Ramsey shook his head. “It could be anybody’s shoe.
What else?”

“Two,” Abbott said, “we have a photo from the parking
garage security camera.”

“Can’t see his face,” Ramsey remarked blandly. “Or his
shoes. Or his height. Next?”

Abbott looked frustrated. Noah hadn’t said a word, his
gaze fixed to the small TV. Olivia wanted to gently pull him away, to take the
remote from his hand, but she understood the value of
doing
something.

“Three,” Abbott said, “we have pages from Donner’s
datebook. His wife found it with his things. She scanned it into her computer
and sent it as an email attachment. Shows six meetings with a C.P. One was for
last night, but Donner was already dead by then. Mrs. Donner said her husband
was seeing a counselor as part of his cancer treatment. She said she knew he
knew Pierce, but thought it was only socially.”

“Now we’re getting somewhere,” Ramsey said. “Where is
this date-book now?”

“Locals got it from Mrs. Donner,” Abbott replied.
“She’s grieving, but cooperative.”

“So we’re good on chain of evidence. What else?”

“The black BMW,” Abbott continued. “One’s registered
to Mrs. Pierce. The plates the garage camera caught were Donner’s, but Donner’s
plates are on his car, in his mother’s driveway.”

“The BMW plates are duplicates,” Ramsey said. “Okay,
keep going.”

“I don’t have any more,” Abbott gritted out. “Isn’t
that enough?”

“I have more,” Olivia said. “A black BMW was used to
abduct Liza Barkley this morning.” She explained her phone call with Tom.
“Liza’s sister, Lindsay, was last seen getting into a black SUV, registered to
Irene Black.”

Ramsey lifted his brows. “So you said before.
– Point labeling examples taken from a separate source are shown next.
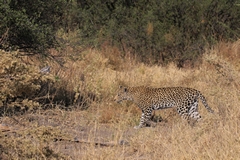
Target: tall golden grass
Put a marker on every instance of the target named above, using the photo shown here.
(217, 136)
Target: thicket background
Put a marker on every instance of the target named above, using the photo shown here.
(90, 47)
(154, 31)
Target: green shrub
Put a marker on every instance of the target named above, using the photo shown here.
(30, 25)
(158, 31)
(20, 83)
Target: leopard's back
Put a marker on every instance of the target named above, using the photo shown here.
(149, 99)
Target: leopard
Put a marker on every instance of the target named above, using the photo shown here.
(149, 99)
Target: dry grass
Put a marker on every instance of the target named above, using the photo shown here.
(104, 122)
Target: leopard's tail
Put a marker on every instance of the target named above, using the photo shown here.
(204, 101)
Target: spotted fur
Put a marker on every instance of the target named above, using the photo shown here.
(148, 99)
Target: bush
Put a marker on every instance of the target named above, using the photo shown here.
(30, 25)
(158, 31)
(20, 83)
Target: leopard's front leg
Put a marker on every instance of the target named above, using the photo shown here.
(145, 118)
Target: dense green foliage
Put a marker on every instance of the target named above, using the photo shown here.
(29, 25)
(156, 31)
(162, 31)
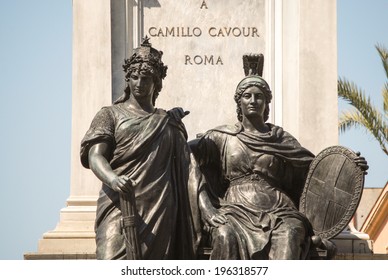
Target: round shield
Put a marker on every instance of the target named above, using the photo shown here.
(332, 191)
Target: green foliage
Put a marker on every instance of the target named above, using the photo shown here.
(365, 114)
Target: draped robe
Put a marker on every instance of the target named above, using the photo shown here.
(152, 150)
(255, 181)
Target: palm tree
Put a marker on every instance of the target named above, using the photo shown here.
(365, 114)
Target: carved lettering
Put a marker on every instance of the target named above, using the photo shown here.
(174, 32)
(233, 32)
(203, 60)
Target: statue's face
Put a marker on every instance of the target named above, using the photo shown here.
(253, 102)
(142, 86)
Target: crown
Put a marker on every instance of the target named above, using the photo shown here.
(253, 67)
(253, 64)
(147, 54)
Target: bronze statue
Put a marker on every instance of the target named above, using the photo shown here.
(255, 172)
(140, 151)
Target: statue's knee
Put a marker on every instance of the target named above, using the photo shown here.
(223, 232)
(294, 231)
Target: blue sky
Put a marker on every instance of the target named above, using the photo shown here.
(35, 94)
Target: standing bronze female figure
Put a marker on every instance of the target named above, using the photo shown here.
(132, 146)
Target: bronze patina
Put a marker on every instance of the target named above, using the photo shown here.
(332, 191)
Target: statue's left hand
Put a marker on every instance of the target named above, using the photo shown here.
(361, 162)
(177, 113)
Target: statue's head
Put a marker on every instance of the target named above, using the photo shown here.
(147, 61)
(253, 67)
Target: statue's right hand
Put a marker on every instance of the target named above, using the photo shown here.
(121, 184)
(215, 219)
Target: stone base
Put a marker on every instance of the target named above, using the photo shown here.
(353, 243)
(73, 237)
(44, 256)
(341, 256)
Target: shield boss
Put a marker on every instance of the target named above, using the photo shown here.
(332, 191)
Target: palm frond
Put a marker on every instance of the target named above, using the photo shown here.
(354, 119)
(385, 99)
(383, 52)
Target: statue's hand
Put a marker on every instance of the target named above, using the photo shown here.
(214, 219)
(122, 184)
(177, 113)
(361, 162)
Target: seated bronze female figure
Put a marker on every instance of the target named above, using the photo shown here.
(255, 172)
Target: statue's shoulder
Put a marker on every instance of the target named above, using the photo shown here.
(227, 129)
Who is
Irene Black?”

Olivia looked at Abbott, who shrugged. “Tell him,” he
said.

Glancing at Noah from the corner of her eye, Olivia
did. “Eve found the account the killer used in the game, by following messages
sent by Virginia. The name on the account is Irene Black. She couldn’t get an
address or financials because she didn’t have the access and the program booted
her out.”

Ramsey closed his eyes. “Eve hacked in, didn’t she?”

Noah’s shoulders stiffened, the only indication he was
still listening. He’d rewound the video to the beginning and was watching it
again.
Torturing himself
, Olivia thought.

“Yes,” Olivia said to Ramsey, flatly. “When we find
her alive you can arrest her.”

“But you got an address,” Abbott said.

“A PO box in Wisconsin, from the license plate of an
SUV that abducted a missing hooker,” Olivia said tautly. “That should expand
the good doctor’s psych profile.”

Ramsey looked pained. “It’s not enough. Basically you
have Donner’s datebook and Pierce’s wife’s black Beemer. Everything else is
fruit of a poisoned search.”

“The plate from Damon isn’t,” Olivia insisted.

“But it only connects to Pierce because of what Eve
found in the game,” Ramsey said, frustrated himself. “I wish I could help you,
but I can’t. Even if I wrote a warrant based on that information, no judge
would sign it.” He rose, sliding the photos back across the table. “Call me
when you have more.”

Olivia watched him go, her heart in her throat.
“Dammit.”

“Get him back.” The growl came from Noah, whose face
was an inch from the TV screen, his body vibrating like a plucked string. “Now.
Get Ramsey back
now
.”

Ramsey waited for the elevator, looking miserable.
“Brian,” Olivia called. “Come quick.”

They ran back to find Abbott squinting at the TV
screen. Noah had frozen the video to a single frame. Eve was being dragged by a
bent-over figure in a tan overcoat. The coat’s lapels were turned up and his
fedora was pulled low, hiding his face. The frame was frozen with the man’s
gloved hand on the handle of the back door of a black BMW.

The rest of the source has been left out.